What will be delivered?
-
Presents a faster framework for cloud providers:
-
For providers who mostly deal with data generated from external end-points like IoT devices, cloud systems monitors, weather sensors, social media, mobile devices, etc
-
By avoiding container startup latency: Since most platforms execute stateless functions inside containers, eliminating redundant activation of functions results in low latency.
-
-
Presents a framework for increasing “performance/cost” for end-users:
-
End-users will use this framework indirectly which will, in turn, decrease the application cost for them since this framework increases throughput.
-
Availability to increase throughput more by offering user to define PoVs: PoVs(Point of Variability) are parts of the data that is not important for the execution and should be ignored such as metadata. Availability of letting user choose those points allows a more fine-grained de-duplication.
-
-
Scalability: This novel storage de-duplication framework is designed and will be implemented for serverless execution model which in principle is flexible regarding scaling. An application can be scaled automatically or by adjusting its capacity through toggling the units of consumption.
-
Security: Security can be ensured by writing secure application code and tight access control over source code.
What will not be delivered?
-
This framework does not help save storage space since for every new data coming original data is stored multiple times.
-
This system can only be implemented on storage closed-loop functions, which takes data from data storage and writes the result again to the data storage.

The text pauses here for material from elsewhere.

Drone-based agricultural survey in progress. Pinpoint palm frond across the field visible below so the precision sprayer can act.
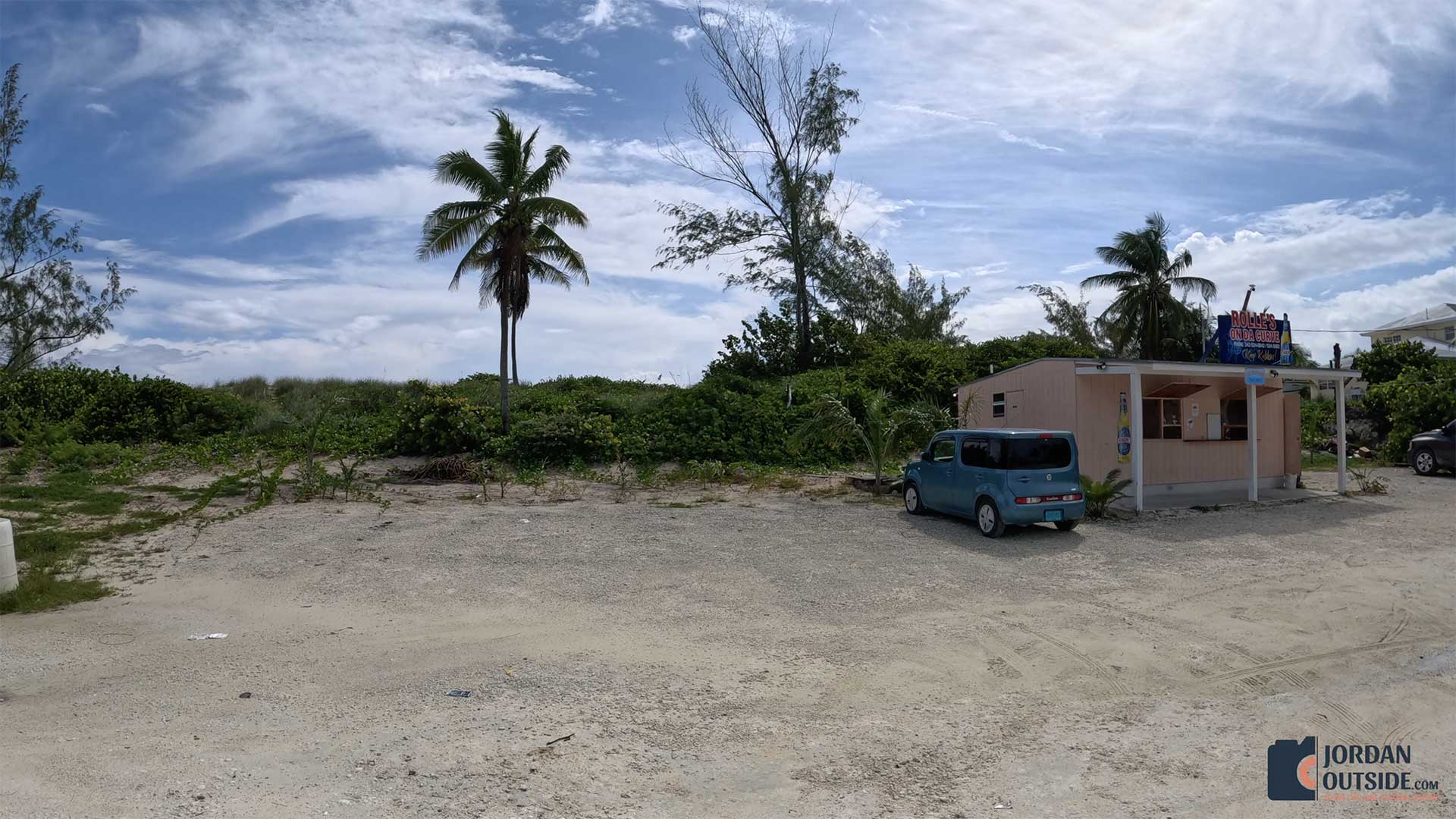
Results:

However, external stimuli functions are not the part of this de-duplication design because they take their data from storage but then trigger external events.
This section provides a high-level outline of the solution.
Global Architectural Structure Of the Project:
This section provides a high-level architecture or a conceptual diagram showing the scope of the solution. If wireframes or visuals have already been done, this section could also be used to show how the intended solution will look. This section also provides a walkthrough explanation of the architectural structure.
Design Implications and Discussion:
The picture shows the overall architecture for Sanity System.
- Data Storage has the actual data from the multiple live running containers without any annotations or filtering.
- Data Curation filters each data event using either POV/filter based duplication. Then, it checks the checksum for each incoming data.
- Sanity Controller indexes each event into the hashmap which identifies if the event is duplicate for a function. If the event is duplicate, it gets the output reference for the result from the earlier invocation.
- Function Rule Map stores the rules to associate data events with respective functions.
- Function dupMap maintains checksum of all unique input data processed by each function
Minimum acceptance criteria is to prevent data duplication which in turn would prevent event duplication.
The stretch goals are:
Scale this to a distributed platform
(Temporary plan)
Sprint 1:
Familiarizing ourselves with the existing OpenWhisk architecture and how it will be integrated with MOC.
Getting insights into the existing prototype developed by the mentor.